Reb, i figured as much, when i went to the website and it had the utah predator callers as the staff. I'm kind of bummed out that all the contests have a no dog rule. What's up with that??? I understand about running hounds but decoy dogs shouldn't matter, you still gotta call in the coyotes. IMO, if your allowed to use a decoy at all, then dogs should be fine. Sorry for the Rant!!!


----------



## mikevanwilder (Nov 11, 2008)

Well I will take the info too if you give it to me.


----------



## reb8600 (Sep 8, 2007)

YFZ
I dont know that I have ever seen a contest that allows the use of dogs. They idea is to keep the playing field as even and fair as possible. Some contests have even more strict rules than this. You should look at the rules for the world contest.


----------



## proutdoors (Sep 24, 2007)

I am not interested in participating in the contest here in Sanpete, but I am interested where you are having it. I have several coyotes that hang out on my property and in the nearby hills.


----------



## reb8600 (Sep 8, 2007)

Pro

There is no certain area for the hunt. The participants can hunt anywhere they want. We just have set location for the pre hunt meeting and the checkin at the end.


----------



## Tired Hunter (May 12, 2011)

Who is "We" Who are you anyway, Al Morris ?


----------



## yfzduner450 (Dec 28, 2009)

Pro if you pm me the details of where these coyotes are hanging out I will gladly get rid of them for ya. I'll be hunting in the sanpete contest and would appeciate any tips of where the coyotes hang out down there.


----------



## MadHunter (Nov 17, 2009)

Reb, I would like some info on it also. I am just getting started on yotes. I want to get an idea of how the whole thing works and maybe I can progress enough to get deep into it in the next year or so.


----------



## bullsnot (Aug 10, 2010)

reb8600 said:


> YFZ- The one in January is also being hosted by me.

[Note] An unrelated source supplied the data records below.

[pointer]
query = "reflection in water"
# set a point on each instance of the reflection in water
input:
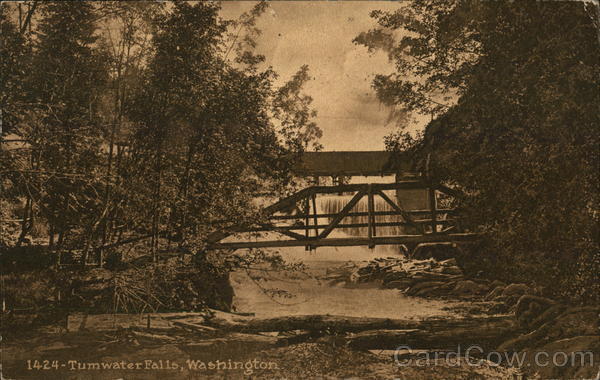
(312, 296)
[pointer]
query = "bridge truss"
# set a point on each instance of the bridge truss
(297, 217)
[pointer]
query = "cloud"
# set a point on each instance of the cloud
(320, 34)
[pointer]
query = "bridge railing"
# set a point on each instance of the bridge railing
(313, 232)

Just curious how many of you will be at this contest this coming weekend? Madhunter and I will be at Mt Man Outdoors on Friday night. See ya there!!


----------



## MadHunter (Nov 17, 2009)

I am ready for it and hope we have a good turn out. I have never been in a tournament but I am sure it will be fun. Nothing beats being out in the hills except for payday. *()*


----------



## tommyp (Sep 16, 2011)

Where is this thing and how could i sign up?


----------



## yfzduner450 (Dec 28, 2009)

bullsnot said:


> reb8600 said:
> 
> 
> 
> ...


Good luck to ya Kris!!!


----------



## reb8600 (Sep 8, 2007)

bullsnot said:


> Just curious how many of you will be at this contest this coming weekend? Madhunter and I will be at Mt Man Outdoors on Friday night. See ya there!!

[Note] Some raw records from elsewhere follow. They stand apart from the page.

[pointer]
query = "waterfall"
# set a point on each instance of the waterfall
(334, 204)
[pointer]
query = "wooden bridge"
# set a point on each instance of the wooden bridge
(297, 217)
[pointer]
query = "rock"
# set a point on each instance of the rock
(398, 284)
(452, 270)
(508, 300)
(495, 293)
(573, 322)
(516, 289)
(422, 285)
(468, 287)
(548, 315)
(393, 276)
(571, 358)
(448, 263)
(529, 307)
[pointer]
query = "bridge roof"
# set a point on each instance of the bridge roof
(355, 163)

I am here. I wont be hunting in the contest though.


----------



## mikevanwilder (Nov 11, 2008)

Hey Reb hows the turn out? I really wanted to make it but I work all weekend.


----------



## reb8600 (Sep 8, 2007)

We had 21 teams that showed up Friday. On Saturday, the total was 1 team with 5, and two teams with one. We gave away a lot of prizes on Saturday and everyone had a great meal.


----------



## MadHunter (Nov 17, 2009)

Bullsnot and I had a great time. We are both a kind of new to this and ended up with no kills but had a lot of fun trying. We did howl and call and we managed to pull in a bunch of deer. -_O- 

Thanks to Reb the rest of the organizers and the sponsors who put this thing together. I hope you guys keep doing it. I know for sure I will be there if you do.


----------